Conclusion: Although GJH is associated with several psychiatric conditions, such as ADHD and anxiety, this does not seem to be the case for PANS according to this preliminary study.


Generalised joint hypermobility (GJH) is present in 10–20% of the normal population, although the rate may vary to a considerable extent depending on the applied cutoff scores of the measure (1). Individuals with GJH are at increased risk of being diagnosed with a range of psychiatric disorders and rheumatological conditions (24). GJH has specifically been associated with Postural Orthostatic Tachycardia Syndrome (POTS); reportedly, more than 50% of subjects with joint hypermobility have both conditions (5). POTS in turn has been observed in individuals with paediatic acute-onset neuropsychiatric syndrome (PANS) (Bejerot S, unpublished data). PANS is an umbrella term that includes Paediatric autoimmune neuropsychiatric disorder associated with streptococcus (PANDAS).

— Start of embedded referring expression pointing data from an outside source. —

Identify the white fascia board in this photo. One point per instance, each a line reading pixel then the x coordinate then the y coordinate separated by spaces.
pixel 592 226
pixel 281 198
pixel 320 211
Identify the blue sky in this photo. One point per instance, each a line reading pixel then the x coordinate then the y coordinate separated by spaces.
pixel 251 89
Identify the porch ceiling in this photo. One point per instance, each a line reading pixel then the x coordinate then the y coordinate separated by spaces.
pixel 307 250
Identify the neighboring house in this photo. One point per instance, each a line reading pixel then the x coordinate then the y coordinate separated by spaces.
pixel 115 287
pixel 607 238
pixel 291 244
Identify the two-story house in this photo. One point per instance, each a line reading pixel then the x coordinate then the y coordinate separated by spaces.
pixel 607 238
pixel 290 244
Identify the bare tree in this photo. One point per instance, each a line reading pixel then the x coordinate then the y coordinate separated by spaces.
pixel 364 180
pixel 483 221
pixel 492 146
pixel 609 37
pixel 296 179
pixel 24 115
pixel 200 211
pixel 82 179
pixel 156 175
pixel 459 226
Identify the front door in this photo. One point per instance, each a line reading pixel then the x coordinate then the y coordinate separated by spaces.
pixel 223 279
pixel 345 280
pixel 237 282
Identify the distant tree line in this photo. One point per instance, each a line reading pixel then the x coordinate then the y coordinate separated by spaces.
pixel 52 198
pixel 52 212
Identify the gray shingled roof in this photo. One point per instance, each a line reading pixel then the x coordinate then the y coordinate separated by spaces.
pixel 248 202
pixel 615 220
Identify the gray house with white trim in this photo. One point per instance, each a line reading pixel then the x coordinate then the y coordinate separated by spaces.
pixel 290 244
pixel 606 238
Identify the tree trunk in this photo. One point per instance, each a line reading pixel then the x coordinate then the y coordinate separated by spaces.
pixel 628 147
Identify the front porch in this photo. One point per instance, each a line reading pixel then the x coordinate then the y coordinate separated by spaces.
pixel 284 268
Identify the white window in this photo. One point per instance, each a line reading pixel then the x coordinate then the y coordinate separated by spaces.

PANS is characterised by an abrupt onset of obsessive-compulsive disorder or restricted eating and typically involves multiple psychiatric and neurological symptoms including tics (6). Inflammation is suggested to play a role in the pathophysiology of both PANS and POTS, although the purported immunological mechanisms are still unclear (7, 8). Moreover, neuropsychiatric symptoms such as fatigue, anxiety, panic, fears, problems with concentration and memory, and sleep disturbance are common across these diagnoses (6, 9, 10). Almost 80% of Swedish children with PANS present anxiety at onset, and 43% present hyperactivity (11). Notably, anxiety and Attention-Deficit/Hyperactivity Disorder (ADHD) are both associated with GJH (12, 13). According to a conference report, several individuals suffer from both POTS and PANS, in addition to GJH (14).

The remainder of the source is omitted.